向南体贴地将水杯递到我唇边,我大口喝水,恨不得把整只水杯吞下。喝足水后,我缓缓躺下,等待着他的判决如同等待死神地判决没什么两样。他沉默了一会儿,还是开口了。
“琳,上星期我就已经被老板炒鱿鱼,一直瞒着没告诉你。这几天在外找工作,给人发宣传单,做话务员,什么我都做……”
“我还年轻,能吃苦。琳,你的身体愈来愈差,我真的不忍心你再陪我遭罪。当初,你离开父母随我来南方我就觉得良心不安了,曾日夜愧疚发誓要好好待你。但如今我也不得不向这现实低头认输。”
“孩子没了之后,我的痛苦是你的一千倍一万倍,琳,我多么希望你能过来抽我两耳光,我的心也许会稍稍好受些。可你不埋怨我,待我一如既往地好,倒是我常常向你发火……”
“我们不过差了十个春秋,可我他妈怎么看自己都像是你的孩子,被你宠被你爱,我却真不知道该拿你怎么办。”

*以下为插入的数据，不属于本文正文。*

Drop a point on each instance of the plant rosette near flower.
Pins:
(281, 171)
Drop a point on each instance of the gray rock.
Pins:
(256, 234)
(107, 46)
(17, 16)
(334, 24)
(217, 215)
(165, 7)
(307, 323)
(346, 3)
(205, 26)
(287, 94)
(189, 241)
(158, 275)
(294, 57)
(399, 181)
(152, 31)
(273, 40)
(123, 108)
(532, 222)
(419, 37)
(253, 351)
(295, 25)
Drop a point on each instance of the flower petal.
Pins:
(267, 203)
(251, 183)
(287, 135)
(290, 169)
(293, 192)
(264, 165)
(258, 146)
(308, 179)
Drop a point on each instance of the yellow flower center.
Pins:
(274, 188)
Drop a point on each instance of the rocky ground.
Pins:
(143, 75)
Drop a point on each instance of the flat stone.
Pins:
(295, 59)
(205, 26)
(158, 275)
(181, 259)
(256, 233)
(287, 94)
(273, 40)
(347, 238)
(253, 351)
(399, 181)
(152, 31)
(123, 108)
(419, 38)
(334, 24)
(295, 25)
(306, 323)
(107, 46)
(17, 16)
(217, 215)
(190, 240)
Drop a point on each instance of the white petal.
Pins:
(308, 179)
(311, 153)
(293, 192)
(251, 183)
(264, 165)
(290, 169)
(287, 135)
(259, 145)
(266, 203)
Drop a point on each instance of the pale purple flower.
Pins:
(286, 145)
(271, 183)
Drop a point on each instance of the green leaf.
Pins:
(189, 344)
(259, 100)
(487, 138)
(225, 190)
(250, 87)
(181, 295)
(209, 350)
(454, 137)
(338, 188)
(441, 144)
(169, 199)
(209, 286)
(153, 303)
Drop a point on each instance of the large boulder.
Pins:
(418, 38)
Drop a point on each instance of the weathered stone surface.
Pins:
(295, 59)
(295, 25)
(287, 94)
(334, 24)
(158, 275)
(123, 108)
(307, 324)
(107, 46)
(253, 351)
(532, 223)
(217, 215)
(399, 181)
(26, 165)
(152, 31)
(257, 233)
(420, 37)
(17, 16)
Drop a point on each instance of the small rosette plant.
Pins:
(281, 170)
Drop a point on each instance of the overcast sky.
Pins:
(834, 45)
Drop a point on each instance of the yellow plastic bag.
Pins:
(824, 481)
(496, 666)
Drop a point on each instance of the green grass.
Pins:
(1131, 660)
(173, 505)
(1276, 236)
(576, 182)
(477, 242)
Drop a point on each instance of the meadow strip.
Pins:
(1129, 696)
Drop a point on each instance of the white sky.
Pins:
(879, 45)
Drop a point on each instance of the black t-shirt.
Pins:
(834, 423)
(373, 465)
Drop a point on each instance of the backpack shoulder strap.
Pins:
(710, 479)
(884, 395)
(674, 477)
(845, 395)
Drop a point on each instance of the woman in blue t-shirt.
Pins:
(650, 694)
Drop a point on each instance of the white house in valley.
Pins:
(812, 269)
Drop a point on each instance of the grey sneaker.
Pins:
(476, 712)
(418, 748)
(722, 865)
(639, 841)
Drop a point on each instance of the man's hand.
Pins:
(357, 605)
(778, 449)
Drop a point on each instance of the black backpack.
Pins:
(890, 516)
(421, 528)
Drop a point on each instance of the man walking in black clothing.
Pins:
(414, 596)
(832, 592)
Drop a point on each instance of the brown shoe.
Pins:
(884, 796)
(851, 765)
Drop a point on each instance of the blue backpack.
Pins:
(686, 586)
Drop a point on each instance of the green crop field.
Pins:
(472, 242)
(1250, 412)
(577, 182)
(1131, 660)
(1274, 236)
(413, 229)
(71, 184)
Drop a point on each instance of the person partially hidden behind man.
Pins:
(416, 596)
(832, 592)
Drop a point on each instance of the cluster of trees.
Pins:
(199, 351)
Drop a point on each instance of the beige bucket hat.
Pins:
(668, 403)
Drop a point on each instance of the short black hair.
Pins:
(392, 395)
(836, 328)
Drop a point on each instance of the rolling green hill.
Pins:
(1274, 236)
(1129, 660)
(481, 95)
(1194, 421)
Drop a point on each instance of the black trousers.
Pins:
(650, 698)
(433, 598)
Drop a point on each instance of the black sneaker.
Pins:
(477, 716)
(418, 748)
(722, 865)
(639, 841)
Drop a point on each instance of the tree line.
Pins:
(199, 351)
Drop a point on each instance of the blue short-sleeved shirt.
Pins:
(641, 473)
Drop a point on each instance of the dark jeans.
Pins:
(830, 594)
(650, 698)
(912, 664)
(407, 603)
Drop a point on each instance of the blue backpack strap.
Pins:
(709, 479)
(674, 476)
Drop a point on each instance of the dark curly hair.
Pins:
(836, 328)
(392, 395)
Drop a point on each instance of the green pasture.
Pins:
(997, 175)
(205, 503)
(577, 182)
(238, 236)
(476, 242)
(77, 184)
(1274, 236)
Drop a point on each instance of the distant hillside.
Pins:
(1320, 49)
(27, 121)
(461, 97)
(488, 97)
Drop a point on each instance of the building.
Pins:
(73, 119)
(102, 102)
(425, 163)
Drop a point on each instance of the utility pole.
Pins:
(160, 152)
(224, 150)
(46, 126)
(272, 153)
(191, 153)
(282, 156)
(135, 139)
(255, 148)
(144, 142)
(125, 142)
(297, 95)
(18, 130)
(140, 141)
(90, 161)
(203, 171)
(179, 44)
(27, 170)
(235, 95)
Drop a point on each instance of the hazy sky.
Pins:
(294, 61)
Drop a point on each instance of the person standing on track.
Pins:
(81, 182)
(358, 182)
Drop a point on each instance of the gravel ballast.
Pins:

从我认识向南开始,一直都是我说话,他倾听。什么使得寡言的他今日说了这么多的话?他趴在床头哭的泣不成声,还是满身的孩子气。
在爱溃散之前,我想回到最初开始的地方,再瞧瞧你那幼稚的眉目,再听听你声声唤我“琳姐”。
我比你多出十年的世俗经验,但在爱情降临时我依旧是个手足无措的小女孩儿,也是个被爱情冲昏了头脑的女人。当得知你要去南方时,毫不犹豫地选择追随,毫不内疚地抛下父母。我对他们有点儿恨,是他们哭天抢地,绝食相逼,逼我嫁给了一个冷酷无情的男人,婚姻在一年后迅速解体。
我们来到阴雨连绵的南方。那时,我告诉自己一定要好好爱你,把一个女人所有的柔情爱意贡献出来,我们好好过日子,再也不回北方了。
南方潮湿的气候使得我的风湿加重,我们租住的地下室潮气更重,我还是倒了下来。倒下之后我便日夜惶恐你哪天抛下我一走了之,沉重地忧愁让我忘了肚子里怀着孩子,那天挣扎着起床,腿刚沾到地面,触电似地麻了,身子没了支撑狠狠地摔倒在地,失去意识前,我仿佛看到红色玫瑰在我身下怒盛……
向南走了,临走之前说,明天晚上的火车,两天一夜就到达你的家乡。我点点头。他关上门后,我的眼泪还是汹涌而出。